REO Speedwagon keyboardist Neal Doughty was among the film fans who helped Bohemian Rhapsody to its No. 1 $50 million box office gross during its first weekend in the U.S. And he and his wife got a bit of a surprise when REO was name-checked in the film.
It occurs during the scene when Queen is considering an invitation to perform at Live Aid during 1985. “They’re talking to Queen about playing Live Aid, and our name gets mentioned!” Doughty, REO’s sole remaining founding member, tells Billboard. “They’re going, ‘Paul McCartney’s gonna be there and Elton John and the Who and REO Speedwagon.’ I had no idea we were mentioned in the movie. I’m going, ‘Boy, they sure put us in some good company with that — Paul McCartney, Elton John, REO Speedwagon…’ We’ve been in some bad movies, but never one that was No. 1 like this.”
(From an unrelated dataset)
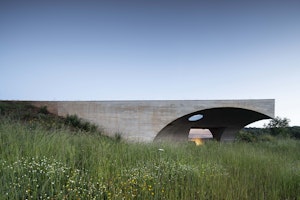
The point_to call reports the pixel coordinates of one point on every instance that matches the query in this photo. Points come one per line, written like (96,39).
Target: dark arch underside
(223,123)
REO performed as part of the Philadelphia Live Aid show, while Queen, of course, was among the highlights at London’s’ Wembley Stadium. For Doughty, the inclusion was a reminder of just how popular REO was at that time, riding the multi-platinum success of its Hi Infidelity, Good Trouble and Wheels Are Turnin’ albums. “It reminds me we really made a name for ourselves back in the ’80s, and that stuck with people,” Doughty explains. “It’s like we’re part of the landscape now, and those are the years that allowed us to be. We can do this as long as we’re breathing, which seems like it’ll be awhile yet ’cause we’re all very healthy. As long as people keep showing up, we’ll keep doing it.”
Doughty says he and his wife, both fans of Rami Malek from TV’s Mr. Robot, were impressed with his portrayal of the late Freddie Mercury in Bohemian Rhapsody. “He just does an amazing job, the movements and the posture and everything,” Doughty notes. “He really has Freddie Mercury down.” The keyboardist also praises the film for what he considers a true portrayal of inter-band dynamics.
“I thought it was accurate from the standpoint of the way band members interact with each other,” Doughty says. “I remember arguing over whose song was gonna be the single and whose song was even gonna be on the records. Those interactions are the kinds of things that can sometimes break up a band, and I thought that part of it was pretty accurate.” And Doughty didn’t object to the numerous liberties the Queen-sanctioned film takes with historical facts.
“That happens in every movie or biopic like that; There’s things they change to make the audience more broad,” Doughty says. “I don’t know enough about Queen to spot the flaws in the movie. I was a pretty casual fan. I went to a theater with state of the art sound, and the music just sounded so good. I was probably better off not to know quite as much about (Queen) as the very hardcore fans.”